Luck blessed my return. I didn't get lost. No polar bears stalked me. And though several times new explosive cracks jolted me into a fresh state of fear, the winter's walkable floor held firm. As I trudged back, I realized what an extraordinary chance I'd taken, but then I remembered that the villagers had seen me leave--had observed my jaunt across the sea ice. Surely, if I hadn't returned, they would have sent a search party out to rescue me.

What did I feel roaming the sea ice that Sunday? A feeling of absolute solitude in that unpeopled landscape. A sense of awe at the incredible beauty of those shimmering ridges and hills. What did I learn? That even though you walk away from your world, you must return, with a hint of frost-burn on your cheeks, the memory of the sea carved into mountains. Also, that solitude, especially Arctic solitude, has its price. That no sound is more frightening than ice cracking, breaking free.

That day I experienced a magnetic pull onward; a dangerous drive to walk beyond all bounds of safety. Ironically, a sense of danger made me feel free, able to control my own destiny. Finally--and this is what kept me walking that day--I felt a sense of true enchantment. Enchantment and curiosity in a newly-discovered world.

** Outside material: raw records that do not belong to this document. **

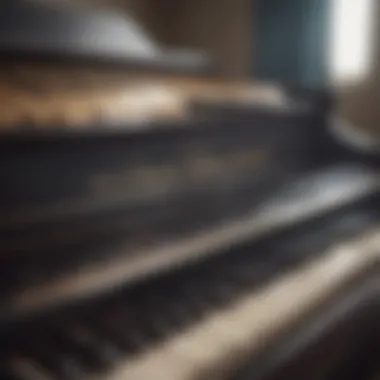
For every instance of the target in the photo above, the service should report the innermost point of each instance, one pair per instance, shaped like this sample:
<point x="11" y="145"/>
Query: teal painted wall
<point x="291" y="41"/>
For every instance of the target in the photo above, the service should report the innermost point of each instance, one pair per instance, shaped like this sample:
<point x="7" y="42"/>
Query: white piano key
<point x="218" y="344"/>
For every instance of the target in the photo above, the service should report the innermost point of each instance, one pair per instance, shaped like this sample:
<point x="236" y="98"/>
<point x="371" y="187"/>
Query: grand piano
<point x="160" y="222"/>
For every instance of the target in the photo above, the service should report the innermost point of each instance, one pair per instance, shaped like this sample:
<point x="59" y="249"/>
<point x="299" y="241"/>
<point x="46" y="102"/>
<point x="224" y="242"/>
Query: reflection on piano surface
<point x="172" y="225"/>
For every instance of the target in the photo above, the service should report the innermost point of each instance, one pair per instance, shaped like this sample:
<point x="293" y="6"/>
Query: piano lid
<point x="58" y="32"/>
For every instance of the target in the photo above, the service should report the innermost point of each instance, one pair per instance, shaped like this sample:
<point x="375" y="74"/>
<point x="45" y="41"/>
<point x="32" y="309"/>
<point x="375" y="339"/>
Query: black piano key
<point x="80" y="342"/>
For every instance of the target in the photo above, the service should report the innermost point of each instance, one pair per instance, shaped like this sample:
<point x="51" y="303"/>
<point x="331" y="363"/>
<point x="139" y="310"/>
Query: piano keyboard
<point x="77" y="98"/>
<point x="201" y="321"/>
<point x="295" y="204"/>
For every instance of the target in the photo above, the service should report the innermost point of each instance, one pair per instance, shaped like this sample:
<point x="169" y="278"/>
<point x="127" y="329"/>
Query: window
<point x="351" y="42"/>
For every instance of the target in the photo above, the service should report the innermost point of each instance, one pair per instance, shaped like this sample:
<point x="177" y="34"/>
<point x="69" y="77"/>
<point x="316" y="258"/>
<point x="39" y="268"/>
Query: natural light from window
<point x="351" y="42"/>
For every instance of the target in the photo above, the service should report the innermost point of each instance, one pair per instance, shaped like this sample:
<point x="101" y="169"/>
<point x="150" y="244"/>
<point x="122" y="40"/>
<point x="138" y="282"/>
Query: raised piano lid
<point x="31" y="29"/>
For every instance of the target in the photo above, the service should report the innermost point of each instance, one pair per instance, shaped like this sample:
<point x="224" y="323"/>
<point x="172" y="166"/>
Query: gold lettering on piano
<point x="190" y="171"/>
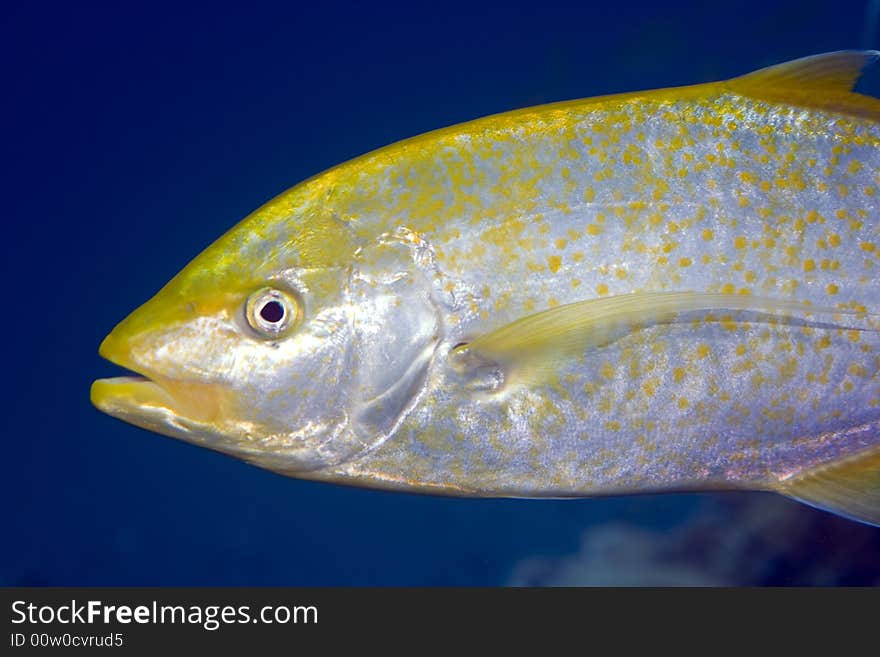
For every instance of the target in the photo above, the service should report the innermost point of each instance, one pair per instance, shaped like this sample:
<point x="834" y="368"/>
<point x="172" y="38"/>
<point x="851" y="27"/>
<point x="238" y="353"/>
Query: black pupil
<point x="272" y="312"/>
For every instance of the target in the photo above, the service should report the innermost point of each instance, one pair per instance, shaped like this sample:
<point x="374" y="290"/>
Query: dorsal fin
<point x="820" y="81"/>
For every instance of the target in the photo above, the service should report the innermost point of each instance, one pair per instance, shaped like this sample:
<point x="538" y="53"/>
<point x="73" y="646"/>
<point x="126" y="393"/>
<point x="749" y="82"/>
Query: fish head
<point x="268" y="346"/>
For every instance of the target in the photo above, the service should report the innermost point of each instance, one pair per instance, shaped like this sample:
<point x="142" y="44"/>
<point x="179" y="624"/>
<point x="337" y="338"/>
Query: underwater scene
<point x="138" y="135"/>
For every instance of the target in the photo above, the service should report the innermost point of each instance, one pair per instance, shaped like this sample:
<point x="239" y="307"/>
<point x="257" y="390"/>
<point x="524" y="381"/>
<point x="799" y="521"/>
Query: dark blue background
<point x="134" y="136"/>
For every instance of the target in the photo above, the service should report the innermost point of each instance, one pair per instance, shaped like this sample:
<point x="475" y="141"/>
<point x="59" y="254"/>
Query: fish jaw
<point x="173" y="407"/>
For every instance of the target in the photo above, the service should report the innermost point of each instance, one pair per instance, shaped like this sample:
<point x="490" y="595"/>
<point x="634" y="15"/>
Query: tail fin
<point x="849" y="487"/>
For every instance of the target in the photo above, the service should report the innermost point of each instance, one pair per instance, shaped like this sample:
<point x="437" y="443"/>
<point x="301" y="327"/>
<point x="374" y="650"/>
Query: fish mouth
<point x="150" y="400"/>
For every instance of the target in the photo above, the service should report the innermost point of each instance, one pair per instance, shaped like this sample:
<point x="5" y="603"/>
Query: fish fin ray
<point x="849" y="487"/>
<point x="821" y="81"/>
<point x="533" y="347"/>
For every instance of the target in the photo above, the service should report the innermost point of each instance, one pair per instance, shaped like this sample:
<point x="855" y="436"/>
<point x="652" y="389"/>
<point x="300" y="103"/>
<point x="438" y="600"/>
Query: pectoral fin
<point x="850" y="487"/>
<point x="535" y="345"/>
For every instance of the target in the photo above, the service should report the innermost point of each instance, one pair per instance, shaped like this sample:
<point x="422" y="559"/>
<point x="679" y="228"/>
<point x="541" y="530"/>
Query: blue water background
<point x="134" y="135"/>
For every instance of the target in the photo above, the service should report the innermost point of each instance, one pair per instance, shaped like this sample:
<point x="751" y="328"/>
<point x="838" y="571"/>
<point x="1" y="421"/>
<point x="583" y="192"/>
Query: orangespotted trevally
<point x="665" y="290"/>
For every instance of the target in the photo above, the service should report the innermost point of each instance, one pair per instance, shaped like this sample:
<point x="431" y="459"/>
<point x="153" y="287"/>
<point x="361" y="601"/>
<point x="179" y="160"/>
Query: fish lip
<point x="148" y="399"/>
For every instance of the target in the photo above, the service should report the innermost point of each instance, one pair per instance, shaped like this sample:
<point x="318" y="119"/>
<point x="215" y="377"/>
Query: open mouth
<point x="141" y="395"/>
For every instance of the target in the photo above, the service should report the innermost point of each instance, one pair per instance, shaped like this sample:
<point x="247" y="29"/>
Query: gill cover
<point x="396" y="326"/>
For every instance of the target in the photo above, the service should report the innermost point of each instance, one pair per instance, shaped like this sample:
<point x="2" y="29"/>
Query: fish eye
<point x="271" y="312"/>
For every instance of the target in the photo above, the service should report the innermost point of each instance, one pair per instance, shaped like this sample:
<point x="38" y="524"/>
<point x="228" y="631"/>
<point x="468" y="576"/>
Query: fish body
<point x="666" y="290"/>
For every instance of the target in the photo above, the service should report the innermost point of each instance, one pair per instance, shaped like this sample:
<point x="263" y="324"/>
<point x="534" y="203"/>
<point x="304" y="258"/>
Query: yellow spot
<point x="747" y="177"/>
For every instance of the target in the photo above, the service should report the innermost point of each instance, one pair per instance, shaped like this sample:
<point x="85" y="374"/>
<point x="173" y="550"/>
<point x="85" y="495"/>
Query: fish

This is the woman I was back then: courageous, foolhardy, adventurous, lacking all common sense; a woman who wanted to braille the far-flung edges of her world. A wanderer, a seeker, an ambulatory decoder who attempted to unlock the code of an encrypted sea. After I returned home, none of the Inuit ever mentioned my walk on the sea-ice. Had no one witnessed my foolish trek on the sea ice? Had I been truly alone on the Chukchi that day? Had I strolled onto the sea ice without any extra clothes, water, matches, or food? How brazen I'd been.

Goethe called architecture frozen music. But walking the sea ice that day, I knew Goethe to be only partially right. Those glimmering sculptures, those sun-struck ridges, those translucent ice mountains formed out of the frozen heft and breath of the sea, really captured the music of the universe. That day, the fierce currents of this Northern sea, its choppy, storm-driven waves, had been magically stilled; and I alone experienced their immense beauty.